If you’re reading this in the country in which it was written, you are reading words which have been very carefully chosen, to reflect a certain political climate, a certain censorship, both from the self and otherwise.
It speaks of deep-seated problems within our nation: The cowardice of writers, of journalists, of publishers; the chokehold on the freedom of speech, the power of corporations and individuals, the government’s fingers, long and foreboding, reaching across the nation and tickling it into submission.
It speaks, rather clearly: Stay within your limits. Say what we want you to say. Otherwise …
Otherwise what exactly? I suppose a writer can find himself in not the most comfortable of situations. Maybe in the confines of a four-walled gaol, beaten, tortured, or worse? I suppose there can be cases of sedition against eminent renowned journalists. Perhaps, if it boils down to it, death? Or worse: A nameless disappearance?
On a completely unrelated note, of course, educational institutions have always been at the heart of social revolution. Dhaka University’s role, throughout history, as the crux of societal and political upheavals, is well-known and documented.
It is where the young blood of students boiled with the fervour of justice, seeking to right the wrongs of those who chose to oppress them, and their nation. They found, in the likenesses and brotherhoods and sisterhoods forged from sharing a common room, class, or field, a fight worth fighting for.
Hunched over moth-ridden beds in dorms, in hushed tones in libraries, over clandestine meetings in the park, anger-fuelled ideas, passion erupted in the form of protests and demonstrations. These protests and demonstrations would eventually, in some instances, lead to the birth of a country.
What flamed this fire of rebellion? What ignited this flame to begin with?
Could it have been seeing their fellow students, family members, friends, be treated as nothing by the powers-that-be? Could it have been the narrative that the media chose to weave from the wools in front of their very own eyes?
Can it be that when governments, bought and sold by corporate giants, pander to their financial masters, it seeks out an unsung rage in the student who stands defiant, with no money, no power, only heart?
Nowadays, though, our overlords are cut from cleverer cloths.
Instead of aggression, they use soft words and subtle tactics. Instead of heavy-handed repercussions, they offer deals which seek to appease all sides concerned.
Oppression is oppression, be it at the end of a barrel, or at the end of a pen.
Perhaps when countries aren’t straining under the weight of overpopulation, when economic progress hasn’t made oppression seem like a mere fly on the wall, a revolution, however small, can be in the making
Such conditions are further exacerbated by the apathetic nature of the surrounding masses. Perhaps when countries aren’t straining under the weight of overpopulation, when the hearts of men and women aren’t ruled by the capitalistic needs of the individual, when economic progress hasn’t made oppression seem like a mere fly on the wall, a revolution, however small, can be in the making.

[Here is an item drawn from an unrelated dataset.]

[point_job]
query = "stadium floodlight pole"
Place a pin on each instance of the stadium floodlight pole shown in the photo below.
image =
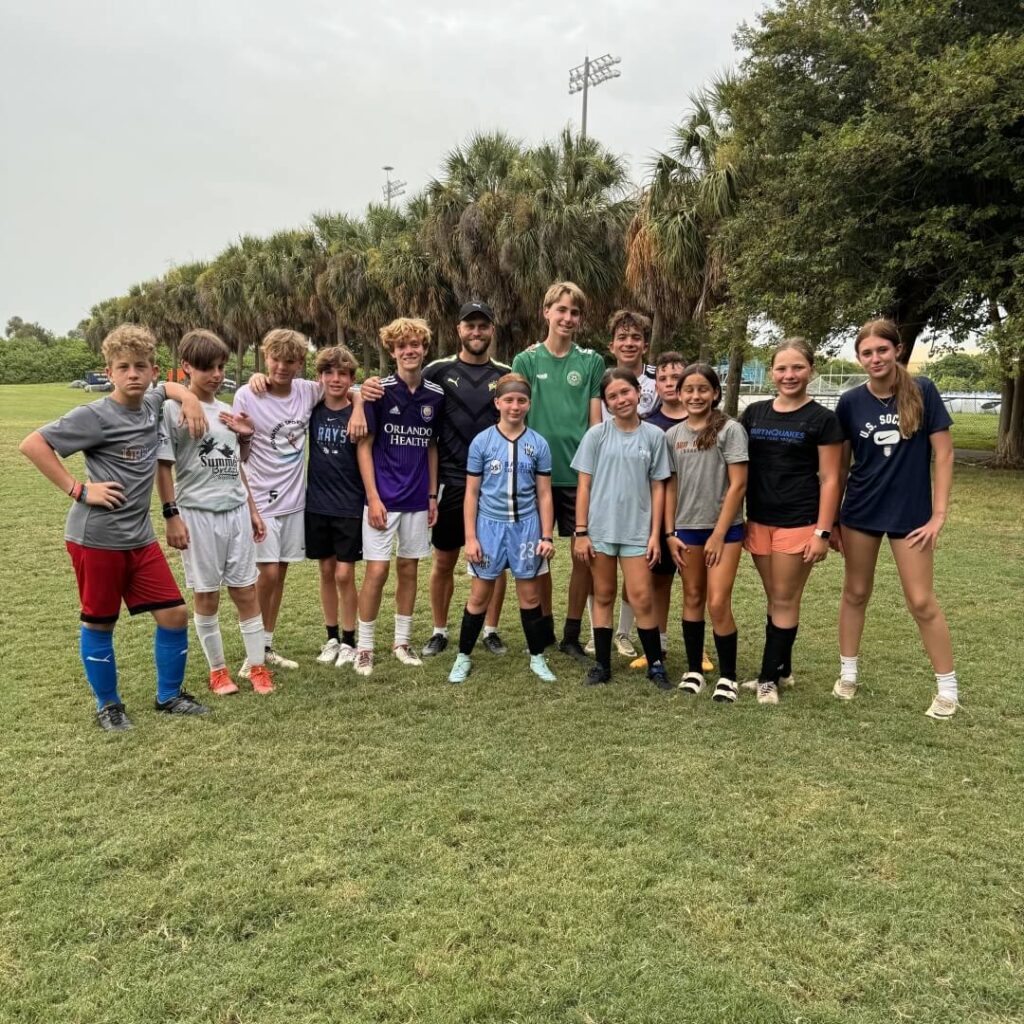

But, unfortunately, that is not the country we find ourselves in. You can either pander to those who hold power, through words and actions yellowed by your bias. And if you wish to be a rebel, and still have your skull attached to your body. If problems with powerful figures and entities must be addressed, it must come forth through the cowardice of omission, through vague phrases which serve little to solve the problem.
Whatever resistance there is, real resistance that is, one that seeks to upset the status quo, will be quashed, much like Rampal, much like certain other protests that have sprung up, unhappy with the way things have been progressing.
As one writer recently pointed out, protests in Bangladesh have become “a-dime-a-dozen.”
Is it that people are so happy with their lives that they’re desperate for something to complain about?
Or is it that these small factions, of environmentalists, of sex workers, of students, springing up, voicing their outrage at apparent injustices within, are representative of cracks in our system, dying to be fixed and ameliorated?
Time and again, though, they are quashed. Time and again, these end up on our newspapers as stray incidents, somewhere in the middle, hidden underneath another woman in another corner of the country getting raped, another new story about how much we’ve progressed as a nation.
Soon enough, though, each of these will be forgotten. Each, ineffectual as they were in changing us, will wither off into half-whispers of remembering. Each will lay hidden underneath our festering ignorance, away from plain sight, away from the yellowing sun.